にこやかな美女の言葉に紅葉は「へえー。」と目を見開く。


「60年…やっぱり、十神衆って普通の人とは違うんですね。」


「その十神衆を唯一従えるのが、貴女様だけなのですよ?」


ふふっと、流華の楽しげな笑みがこぼれる。

そう言われても。神子って…今いち実感ないんだもん。


「…壱刄は…。」


思わず紅葉の口から滑り落ちた。


「…壱刄は、そんなに紅神子を待ってたんだ。」


そんなに長い時間、紅葉を待っていたのだろうか。

いつ来ぬとも知れぬ〈モミジ〉を。


「今は、貴女様がいらっしゃいます。」


考えの読めない瞳で紅葉を見つめる流華に、少し居心地が悪くなる。


「…紅神子様が居られない時、氷の様に冷たい方でした。喜怒哀楽など見たことが無い。ただ日々の義務をこなす方。」


壱刄の自分への態度を思い返し、紅葉にはただ驚き想像すら出来ない。


「…異性には恐ろしい程潔癖でしたね。まあ、最悪の場合には、私がお慰め致しましたが…。」


え?


瞬間、紅葉は鈍器で頭を殴られた様な衝撃を受けた。

その流華の言い方で、中学生の紅葉も理解するのは十分な物だった。


え?だって?

私、をずっと待ってったって…。

紅葉の中の、もう一人の自分が荒れ狂う。


どうして?

どうして?

どうして?


目を伏せた紅葉に、それを気づかぬ流華は探るような視線を向けていた。

ふと、紅葉の顔が上がる。流華の予想に反し、紅葉は至極変わらぬ表情で笑みさえ浮かべる。
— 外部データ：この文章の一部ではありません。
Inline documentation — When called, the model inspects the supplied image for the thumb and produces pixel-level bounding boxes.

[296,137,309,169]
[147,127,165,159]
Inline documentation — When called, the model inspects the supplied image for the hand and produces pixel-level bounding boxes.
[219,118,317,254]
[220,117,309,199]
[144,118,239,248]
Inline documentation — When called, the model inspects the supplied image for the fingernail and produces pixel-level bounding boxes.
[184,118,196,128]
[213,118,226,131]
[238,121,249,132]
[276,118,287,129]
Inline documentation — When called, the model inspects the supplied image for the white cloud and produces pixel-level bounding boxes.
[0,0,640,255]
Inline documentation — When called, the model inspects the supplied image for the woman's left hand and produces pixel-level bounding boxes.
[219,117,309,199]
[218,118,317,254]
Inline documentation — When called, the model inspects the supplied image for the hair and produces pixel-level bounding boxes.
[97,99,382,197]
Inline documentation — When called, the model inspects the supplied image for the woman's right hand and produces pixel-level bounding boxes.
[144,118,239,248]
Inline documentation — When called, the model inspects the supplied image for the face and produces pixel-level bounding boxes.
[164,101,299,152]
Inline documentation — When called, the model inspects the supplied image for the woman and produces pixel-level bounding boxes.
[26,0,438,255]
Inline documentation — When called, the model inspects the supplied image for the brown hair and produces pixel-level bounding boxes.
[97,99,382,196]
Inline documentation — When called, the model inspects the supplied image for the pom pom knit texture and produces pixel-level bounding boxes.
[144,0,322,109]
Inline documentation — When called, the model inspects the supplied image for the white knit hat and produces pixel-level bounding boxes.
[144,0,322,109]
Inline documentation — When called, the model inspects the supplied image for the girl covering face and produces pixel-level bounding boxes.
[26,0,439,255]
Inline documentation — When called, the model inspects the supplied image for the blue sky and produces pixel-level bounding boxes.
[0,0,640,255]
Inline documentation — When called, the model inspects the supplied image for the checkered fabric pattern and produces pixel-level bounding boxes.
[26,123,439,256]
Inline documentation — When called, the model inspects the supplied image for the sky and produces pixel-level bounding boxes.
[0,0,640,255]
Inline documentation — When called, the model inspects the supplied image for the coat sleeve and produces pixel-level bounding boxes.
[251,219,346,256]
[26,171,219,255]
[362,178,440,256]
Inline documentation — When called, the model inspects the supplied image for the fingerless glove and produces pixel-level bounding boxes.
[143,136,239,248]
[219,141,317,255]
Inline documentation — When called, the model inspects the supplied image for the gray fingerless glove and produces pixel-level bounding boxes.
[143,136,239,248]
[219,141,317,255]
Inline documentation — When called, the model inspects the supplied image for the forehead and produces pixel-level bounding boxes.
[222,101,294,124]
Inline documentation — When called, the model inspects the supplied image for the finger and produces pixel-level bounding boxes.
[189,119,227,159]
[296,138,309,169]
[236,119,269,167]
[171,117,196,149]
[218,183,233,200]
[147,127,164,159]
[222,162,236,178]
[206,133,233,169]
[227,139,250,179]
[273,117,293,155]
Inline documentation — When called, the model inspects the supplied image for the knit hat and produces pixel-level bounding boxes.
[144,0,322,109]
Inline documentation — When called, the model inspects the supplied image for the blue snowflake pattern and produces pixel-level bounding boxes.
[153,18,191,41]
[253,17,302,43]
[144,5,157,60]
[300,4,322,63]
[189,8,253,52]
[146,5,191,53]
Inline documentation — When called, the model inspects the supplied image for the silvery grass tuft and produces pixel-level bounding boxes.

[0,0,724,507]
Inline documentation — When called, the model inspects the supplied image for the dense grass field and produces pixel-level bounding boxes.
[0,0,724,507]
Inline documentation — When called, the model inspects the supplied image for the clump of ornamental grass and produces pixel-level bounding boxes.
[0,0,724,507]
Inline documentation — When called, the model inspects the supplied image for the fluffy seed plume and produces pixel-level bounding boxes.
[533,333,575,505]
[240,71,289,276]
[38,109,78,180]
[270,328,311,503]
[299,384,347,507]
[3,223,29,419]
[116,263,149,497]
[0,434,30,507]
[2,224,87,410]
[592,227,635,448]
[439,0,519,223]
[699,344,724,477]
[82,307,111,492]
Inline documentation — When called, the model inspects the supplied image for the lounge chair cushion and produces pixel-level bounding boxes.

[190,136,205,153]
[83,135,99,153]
「お話ししてくれて、ありがとうございました。もう、そろそろ部屋に戻りますね。」

「左様でございますか。いえ、私も共に過ごせ大変光栄にございました。」


何とか返事をした紅葉は、部屋に送られる間も笑みを崩さずにこやかに別れた。

何か言ってこようとする亜子を部屋から出し、扉を背に座り込む。


『お慰め致しました』


その言葉がぐるぐると頭を回る。

暫く、それだけをぼんやりと考え込む。


やっぱり、私だけを愛する人がいるはずないんだ。

三の方も、偽物を好きみたいだし。

壱刄も、流華としてるんだ。

もう、日本に帰りたいよ。


膝を抱え考え込んでいると、扉が叩かれる。

浮かぶ涙を拭い、ゆっくりと扉を開いた。


「…はい?」

「モミジ、失礼致します。どうかしましたか?部屋から出ないと聞いて…ご気分でも?」


美しい顔を心配事そうに眉を下げ、紅葉をいとおしそうに見つめる人。


一番信頼していたのに、今は一番会いたくない。

堪えていたものが、また溢れていく。


「…モミジ?!どうしました?誰かに何か言われましたか?」


それを見た壱刄は、慌てて紅葉を抱き寄せ胸に抱くと優しく背中を撫でる。


(もしもこの方を傷つけた者を見つけたら、末代まで根絶やしにしてやろう)


ぎゅっと紅葉を抱き締める壱刄だが、紅葉の行動で思考が止まってしまう。


「離して。」


思ったより無機質な声を発し、壱刄を押し返す。勿論普通なら紅葉の力で離せる筈も無いが、愛しい人の拒絶に壱刄は固まる。


「…モミジ?」

「明日、私を3の国に送って欲しい。」


偽神子のメイド長なら、私が来た方法を知ってるかも?会ってみよう。


「…モミジ、一体なにが?」


視線を会わせようともしない相手に、壱刄の不安は募るばかり。


「…もう、壱刄と一緒に居たくない。」


室内に、紅葉の悲痛な声が響いたのだった。